Special counsel Robert Mueller faces a unique challenge in his investigation of Russian influence during the 2016 election. In addition to gathering information and prosecuting criminals, he has had to avoid getting fired by his resentful, mercurial, and unscrupulous commander in chief.
Fifteen months into the investigation, he appears to have done a masterful job. By manipulating and distracting Donald Trump and his team of lawyers, he has not only preserved his job, he has maintained complete autonomy and seeded a cluster of spinoff investigations that will be nearly impossible for the White House to stifle. And despite Trump’s insistence that he’s “totally allowed” to intervene whenever he chooses, he won’t dare make a move this close to the midterm election, which means Mueller’s investigation will be protected for at least three more months.
How has he done it?
1) No leaks. Whenever the media reports new revelations about Russian collusion, Trump flies off the handle, publicly attacking the investigators and privately exploring ways to terminate the investigation. Had Mueller and his team revealed their discoveries to the public, an enraged Trump would have them shut down long ago, consequences be damned. But the investigators have been extraordinarily tightlipped and leak-free, dripping out only the minimal information necessary for legal filings. The public doesn’t know what Mueller knows, and more importantly, neither does Donald Trump.

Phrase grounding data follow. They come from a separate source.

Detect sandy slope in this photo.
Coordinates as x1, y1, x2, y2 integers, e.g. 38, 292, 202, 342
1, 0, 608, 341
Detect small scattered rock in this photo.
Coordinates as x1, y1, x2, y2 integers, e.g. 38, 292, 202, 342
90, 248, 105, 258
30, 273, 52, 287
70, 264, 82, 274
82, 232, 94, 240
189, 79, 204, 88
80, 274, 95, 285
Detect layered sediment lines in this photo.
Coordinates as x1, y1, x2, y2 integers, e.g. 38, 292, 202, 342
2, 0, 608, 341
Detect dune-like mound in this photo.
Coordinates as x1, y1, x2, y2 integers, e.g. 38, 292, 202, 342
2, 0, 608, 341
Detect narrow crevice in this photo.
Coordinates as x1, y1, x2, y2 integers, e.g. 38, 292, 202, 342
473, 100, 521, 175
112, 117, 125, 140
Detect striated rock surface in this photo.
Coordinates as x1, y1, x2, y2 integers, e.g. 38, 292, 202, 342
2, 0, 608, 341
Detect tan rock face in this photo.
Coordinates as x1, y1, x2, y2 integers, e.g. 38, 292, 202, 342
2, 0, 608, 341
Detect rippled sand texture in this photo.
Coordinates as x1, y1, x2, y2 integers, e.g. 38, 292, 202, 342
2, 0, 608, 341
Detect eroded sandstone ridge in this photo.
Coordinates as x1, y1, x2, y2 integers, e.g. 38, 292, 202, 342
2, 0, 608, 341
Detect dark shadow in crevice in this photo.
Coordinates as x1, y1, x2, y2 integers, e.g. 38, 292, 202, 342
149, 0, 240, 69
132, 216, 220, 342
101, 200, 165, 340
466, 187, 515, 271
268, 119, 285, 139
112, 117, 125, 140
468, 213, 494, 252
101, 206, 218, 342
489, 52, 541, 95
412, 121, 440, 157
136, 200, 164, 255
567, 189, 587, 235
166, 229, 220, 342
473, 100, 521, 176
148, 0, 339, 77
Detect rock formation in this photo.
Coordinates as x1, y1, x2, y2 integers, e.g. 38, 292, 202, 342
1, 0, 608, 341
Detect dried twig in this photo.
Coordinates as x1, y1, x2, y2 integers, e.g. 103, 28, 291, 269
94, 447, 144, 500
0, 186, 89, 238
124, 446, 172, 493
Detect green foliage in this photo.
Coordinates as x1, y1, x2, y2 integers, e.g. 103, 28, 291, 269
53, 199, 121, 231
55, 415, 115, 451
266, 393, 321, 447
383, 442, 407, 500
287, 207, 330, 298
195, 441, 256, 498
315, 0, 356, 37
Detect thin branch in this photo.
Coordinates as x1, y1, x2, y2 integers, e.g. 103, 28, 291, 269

2) Soft rollout. It’s notable that Mueller has not indicted or even questioned any members of Trump’s family, including Donald Trump Jr. and Jared Kushner, who sought dirt on Hillary Clinton from a Russian operative. Publicly targeting anyone too close to Trump would certainly provoke a forceful reaction from the president. Instead, Mueller has prowled the outskirts, taking down stragglers like George Papadopoulos, Michael Flynn, Rick Gates, and Paul Manafort, before he goes after the main herd.
3) Obstruction distraction. As far as the White House knows, Mueller is investigating Donald Trump for one and only one violation—obstruction of justice. Without evidence of another crime to cover up, Trump’s lawyers believe they can beat the charge. As a result, they have been pleasantly cooperative, even allowing White House counsel Don McGahn to be interviewed for 30 hours over nine months. Mueller has encouraged the credulous lawyers by hinting at a swift resolution that always seems to be just a few weeks away. This subterfuge has taken in the old guard and the new; both Ty Cobb and Rudy Giuliani repeatedly promised that the obstruction of justice probe was nearing its end. Meanwhile, the Mueller team has quietly pursued all its investigations without interference.
4) The interview game. Mueller has been seeking a presidential interview since at least August 2017. For the past year, Trump and his lawyers have made a grand show of negotiating conditions for such an interview. They believe that prolonged wrangling benefits the president—making it appear as if he’s willing to speak with Mueller while avoiding actually doing it. In reality, the long delay is a boon for the investigators, allowing them to continue their work while Team Trump focuses on the optics of the interview negotiations. When the time comes, Mueller may subpoena the president, but doing so could trigger a legal crisis that could end the investigation, so he’ll likely wait until the last possible minute to issue a subpoena.
5) Diversification. When Mueller was hired in May 2017, there was only one investigation. Now there are at least three spinoffs, all run by separate divisions of the Justice Department. The Southern District of New York is investigating Trump’s former lawyer Michael Cohen for bank fraud, tax fraud, and campaign finance violations. The FBI’s Counterintelligence Division has charged suspected Russian spy Maria Butina for illegally acting as an agent of a foreign government. Finally, the department’s Public Integrity section is investigating Trump fundraiser Elliot Broidy for influence peddling. Broidy is an associate of Trump, a client of Cohen, and a former business partner of George Nader—a key witness in the main Russian investigation. And there may be more investigations to come. Even if Trump eventually finds a way to fire Mueller’s team, it will be legally and politically difficult for him to stamp out all the spinoffs. Mueller’s ghost would continue to haunt the White House even after the primary Russian investigation has ended.
The most critical moment for Mueller will likely come after the election on November 6. If Republicans maintain control of Congress, an emboldened Trump may feel confident enough to finally rid himself of the scandal that has been agitating him since he took office. On the other hand, if Democrats capture the House, a desperate Trump may attempt to quash the investigation before the new term begins in January. But even if he acts in November, it may be too late. By then, Robert Mueller will have had a full year and a half to investigate the misdeeds of Trump’s campaign and administration. Judging by how the special prosecutor has outfoxed the president so far, Mueller likely has a plan to ensure that his work will bear fruit. His report, in whatever form it eventually comes to light, will lay out all the charges that the investigators have kept secret so far, and no one in Trump’s inner circle will be spared, not even Trump himself.